Há também desafios relacionados ao fornecimento de internet. Na comunidade ribeirinha de Itapéua, às margens do rio Jaurucu, a quase 24 horas de barco da zona urbana de Porto de Moz, a liderança local afirmou que a comunidade tem acesso a um ponto de internet na escola municipal, fornecido pelo Instituto Chico Mendes de Conservação da Biodiversidade (ICMBio), mas o sinal é muito ruim, sobretudo quando chove, o que aprofunda o isolamento das pessoas vivendo naquela região.
A realidade das comunidades ribeirinhas no entorno de Porto de Moz fez com que Araújo Filho se articulasse com diferentes órgãos públicos para promover ações de cidadania itinerante no interior da floresta, oferecendo serviços de justiça — como expedição de certidão de nascimento, título de eleitor, resolução de causas processuais de menor complexidade etc. — a populações ribeirinhas, quilombolas e indígenas.

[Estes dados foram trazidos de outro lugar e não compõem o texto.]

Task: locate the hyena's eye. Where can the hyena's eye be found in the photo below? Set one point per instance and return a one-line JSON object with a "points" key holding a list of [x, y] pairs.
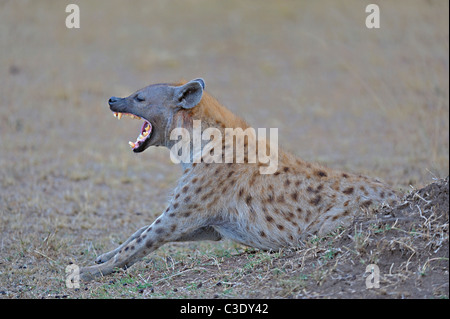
{"points": [[139, 98]]}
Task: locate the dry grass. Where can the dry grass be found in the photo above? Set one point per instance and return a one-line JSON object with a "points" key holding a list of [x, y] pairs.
{"points": [[369, 101]]}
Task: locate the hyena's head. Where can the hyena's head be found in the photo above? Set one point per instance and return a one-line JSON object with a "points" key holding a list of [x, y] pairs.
{"points": [[157, 105]]}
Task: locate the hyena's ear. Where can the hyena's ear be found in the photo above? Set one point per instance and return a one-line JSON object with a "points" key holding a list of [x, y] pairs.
{"points": [[189, 95]]}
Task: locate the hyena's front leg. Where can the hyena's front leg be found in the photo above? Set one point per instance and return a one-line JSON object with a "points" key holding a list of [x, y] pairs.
{"points": [[107, 256], [170, 226]]}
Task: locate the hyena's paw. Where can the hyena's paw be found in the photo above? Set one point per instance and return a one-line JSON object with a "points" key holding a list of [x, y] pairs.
{"points": [[105, 257]]}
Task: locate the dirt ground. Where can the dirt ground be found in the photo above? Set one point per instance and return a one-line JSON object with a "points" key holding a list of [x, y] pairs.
{"points": [[372, 101]]}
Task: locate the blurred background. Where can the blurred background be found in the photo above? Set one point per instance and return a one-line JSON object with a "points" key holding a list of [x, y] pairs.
{"points": [[372, 101]]}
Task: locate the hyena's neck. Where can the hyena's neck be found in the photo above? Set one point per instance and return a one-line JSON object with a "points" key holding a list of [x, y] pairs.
{"points": [[209, 113]]}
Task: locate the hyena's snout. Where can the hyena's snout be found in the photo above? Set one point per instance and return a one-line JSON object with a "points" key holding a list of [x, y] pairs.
{"points": [[113, 100]]}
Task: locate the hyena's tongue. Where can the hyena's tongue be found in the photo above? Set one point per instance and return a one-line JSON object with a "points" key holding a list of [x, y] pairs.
{"points": [[146, 129]]}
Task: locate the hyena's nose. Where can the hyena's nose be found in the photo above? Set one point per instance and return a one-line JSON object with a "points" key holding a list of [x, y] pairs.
{"points": [[113, 100]]}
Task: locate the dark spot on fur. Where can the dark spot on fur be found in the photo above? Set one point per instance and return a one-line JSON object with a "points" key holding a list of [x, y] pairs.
{"points": [[187, 213], [316, 200], [348, 190], [321, 173]]}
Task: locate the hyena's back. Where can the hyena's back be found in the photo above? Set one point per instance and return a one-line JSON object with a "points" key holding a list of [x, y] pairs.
{"points": [[270, 211]]}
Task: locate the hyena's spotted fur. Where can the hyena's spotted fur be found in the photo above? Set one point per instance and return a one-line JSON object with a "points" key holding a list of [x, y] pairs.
{"points": [[231, 200]]}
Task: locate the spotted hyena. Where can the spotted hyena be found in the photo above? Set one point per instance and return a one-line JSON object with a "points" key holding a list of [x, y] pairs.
{"points": [[231, 199]]}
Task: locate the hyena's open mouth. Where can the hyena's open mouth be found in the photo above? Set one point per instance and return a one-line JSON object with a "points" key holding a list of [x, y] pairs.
{"points": [[144, 136]]}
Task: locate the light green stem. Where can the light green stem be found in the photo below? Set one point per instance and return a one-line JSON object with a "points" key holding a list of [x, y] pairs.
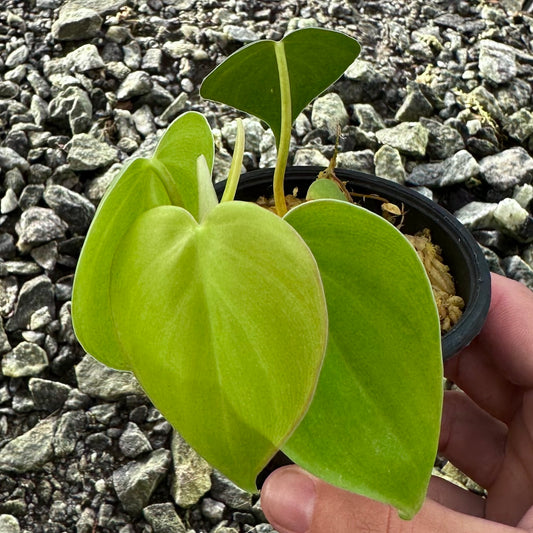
{"points": [[285, 130], [236, 165]]}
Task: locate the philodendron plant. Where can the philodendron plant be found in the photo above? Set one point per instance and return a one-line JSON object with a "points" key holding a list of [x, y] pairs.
{"points": [[313, 331]]}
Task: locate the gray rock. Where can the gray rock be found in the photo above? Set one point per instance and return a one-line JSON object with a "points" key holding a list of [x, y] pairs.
{"points": [[26, 359], [87, 153], [163, 518], [5, 346], [118, 34], [136, 84], [459, 168], [223, 528], [40, 318], [414, 106], [310, 157], [9, 524], [99, 381], [76, 23], [178, 105], [132, 55], [528, 255], [481, 96], [17, 56], [213, 510], [86, 521], [496, 63], [152, 60], [409, 138], [45, 256], [368, 118], [507, 169], [361, 82], [40, 86], [72, 104], [388, 164], [135, 482], [519, 125], [516, 268], [514, 220], [523, 194], [362, 160], [30, 196], [477, 215], [70, 206], [31, 450], [33, 296], [443, 140], [118, 70], [226, 491], [48, 395], [9, 202], [8, 89], [85, 58], [8, 295], [133, 441], [191, 474], [329, 113], [10, 159], [39, 109], [240, 33], [143, 119]]}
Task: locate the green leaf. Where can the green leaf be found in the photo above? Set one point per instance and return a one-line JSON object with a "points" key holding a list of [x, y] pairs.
{"points": [[169, 177], [374, 422], [188, 137], [249, 80], [225, 326]]}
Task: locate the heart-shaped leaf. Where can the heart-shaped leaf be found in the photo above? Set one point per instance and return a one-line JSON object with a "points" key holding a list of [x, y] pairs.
{"points": [[225, 326], [249, 79], [169, 177], [374, 422]]}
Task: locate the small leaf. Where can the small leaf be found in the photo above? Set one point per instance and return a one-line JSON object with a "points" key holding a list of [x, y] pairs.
{"points": [[225, 326], [249, 80], [169, 177], [374, 422]]}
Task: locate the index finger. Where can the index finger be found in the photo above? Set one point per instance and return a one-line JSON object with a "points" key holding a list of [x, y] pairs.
{"points": [[498, 364]]}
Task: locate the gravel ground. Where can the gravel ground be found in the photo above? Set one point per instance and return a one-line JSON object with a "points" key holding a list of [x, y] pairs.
{"points": [[441, 99]]}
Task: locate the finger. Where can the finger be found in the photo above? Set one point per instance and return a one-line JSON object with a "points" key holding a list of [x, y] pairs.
{"points": [[455, 497], [296, 502], [499, 362], [471, 439]]}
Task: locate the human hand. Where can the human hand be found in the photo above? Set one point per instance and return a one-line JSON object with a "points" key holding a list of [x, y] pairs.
{"points": [[487, 432]]}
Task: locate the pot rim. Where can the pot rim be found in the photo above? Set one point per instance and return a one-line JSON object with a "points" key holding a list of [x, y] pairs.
{"points": [[478, 297]]}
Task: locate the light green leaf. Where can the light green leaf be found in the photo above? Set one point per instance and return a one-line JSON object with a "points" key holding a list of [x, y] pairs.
{"points": [[188, 137], [249, 80], [141, 185], [374, 422], [225, 326]]}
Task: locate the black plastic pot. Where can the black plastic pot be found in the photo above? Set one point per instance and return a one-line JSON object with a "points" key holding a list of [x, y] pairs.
{"points": [[460, 251]]}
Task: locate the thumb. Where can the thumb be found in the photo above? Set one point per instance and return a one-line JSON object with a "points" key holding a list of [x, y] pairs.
{"points": [[296, 502]]}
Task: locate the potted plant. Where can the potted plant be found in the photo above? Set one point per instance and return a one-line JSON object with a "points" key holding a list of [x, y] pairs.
{"points": [[314, 330]]}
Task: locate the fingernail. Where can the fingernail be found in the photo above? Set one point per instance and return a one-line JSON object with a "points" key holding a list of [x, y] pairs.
{"points": [[288, 499]]}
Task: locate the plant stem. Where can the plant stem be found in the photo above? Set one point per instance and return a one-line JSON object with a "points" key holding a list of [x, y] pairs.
{"points": [[285, 130], [236, 165]]}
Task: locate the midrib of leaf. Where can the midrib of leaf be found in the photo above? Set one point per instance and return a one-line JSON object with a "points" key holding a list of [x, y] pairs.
{"points": [[285, 129]]}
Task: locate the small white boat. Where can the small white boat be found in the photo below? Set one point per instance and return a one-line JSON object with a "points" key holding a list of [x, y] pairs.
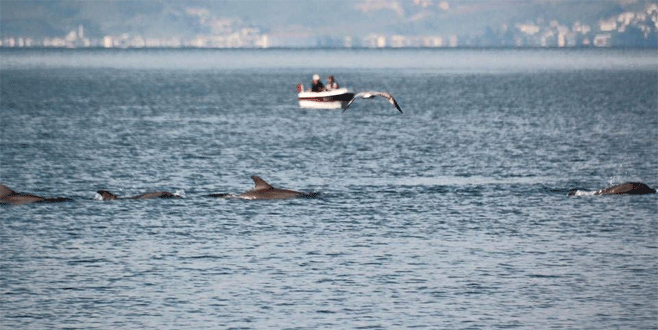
{"points": [[334, 99]]}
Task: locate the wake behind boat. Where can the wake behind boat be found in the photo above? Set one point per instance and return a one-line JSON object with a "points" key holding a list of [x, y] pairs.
{"points": [[333, 99]]}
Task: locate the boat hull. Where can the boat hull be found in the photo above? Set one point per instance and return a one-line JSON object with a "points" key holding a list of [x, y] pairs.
{"points": [[336, 99]]}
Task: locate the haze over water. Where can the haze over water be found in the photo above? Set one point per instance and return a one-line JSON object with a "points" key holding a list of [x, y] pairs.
{"points": [[451, 216]]}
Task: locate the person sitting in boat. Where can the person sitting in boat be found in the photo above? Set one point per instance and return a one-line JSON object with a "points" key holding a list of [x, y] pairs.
{"points": [[317, 85], [332, 84]]}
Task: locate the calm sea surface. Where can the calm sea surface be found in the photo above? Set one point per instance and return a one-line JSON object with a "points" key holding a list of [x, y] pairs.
{"points": [[451, 216]]}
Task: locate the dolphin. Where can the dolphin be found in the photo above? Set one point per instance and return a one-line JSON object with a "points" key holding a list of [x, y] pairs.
{"points": [[8, 196], [108, 196], [626, 188], [263, 190]]}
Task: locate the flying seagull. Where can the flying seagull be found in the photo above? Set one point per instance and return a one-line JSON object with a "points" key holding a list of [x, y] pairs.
{"points": [[369, 95]]}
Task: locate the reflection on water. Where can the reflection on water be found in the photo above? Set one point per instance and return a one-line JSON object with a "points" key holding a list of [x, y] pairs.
{"points": [[453, 215]]}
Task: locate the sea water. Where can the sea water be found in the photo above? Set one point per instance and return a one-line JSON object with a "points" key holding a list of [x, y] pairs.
{"points": [[454, 215]]}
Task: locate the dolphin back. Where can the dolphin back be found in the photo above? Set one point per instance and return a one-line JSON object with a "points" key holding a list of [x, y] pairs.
{"points": [[628, 188]]}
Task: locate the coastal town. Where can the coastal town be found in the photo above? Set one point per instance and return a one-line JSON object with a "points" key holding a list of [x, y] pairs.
{"points": [[627, 29]]}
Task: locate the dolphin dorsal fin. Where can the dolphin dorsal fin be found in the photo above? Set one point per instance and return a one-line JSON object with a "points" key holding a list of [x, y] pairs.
{"points": [[5, 191], [260, 183], [106, 195]]}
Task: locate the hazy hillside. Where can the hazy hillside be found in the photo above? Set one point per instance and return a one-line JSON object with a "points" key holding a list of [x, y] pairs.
{"points": [[308, 18]]}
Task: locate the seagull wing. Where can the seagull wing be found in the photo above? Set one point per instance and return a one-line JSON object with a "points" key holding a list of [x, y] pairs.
{"points": [[369, 95], [390, 99]]}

A mais recente percorreu o Rio Trombetas e permaneceu por cinco dias no distrito quilombola de Cachoeira Porteira, atendendo aproximadamente 4.600 pessoas. O pesquisador e seus colaboradores criaram um ponto de inclusão digital em uma escola municipal do distrito, com link direto com o fórum de Oriximiná. “Um professor fica responsável por ajudar quem precisa entrar em contato com o fórum para se informar sobre processos judiciais ou obter orientação jurídica”, relata Araújo Filho.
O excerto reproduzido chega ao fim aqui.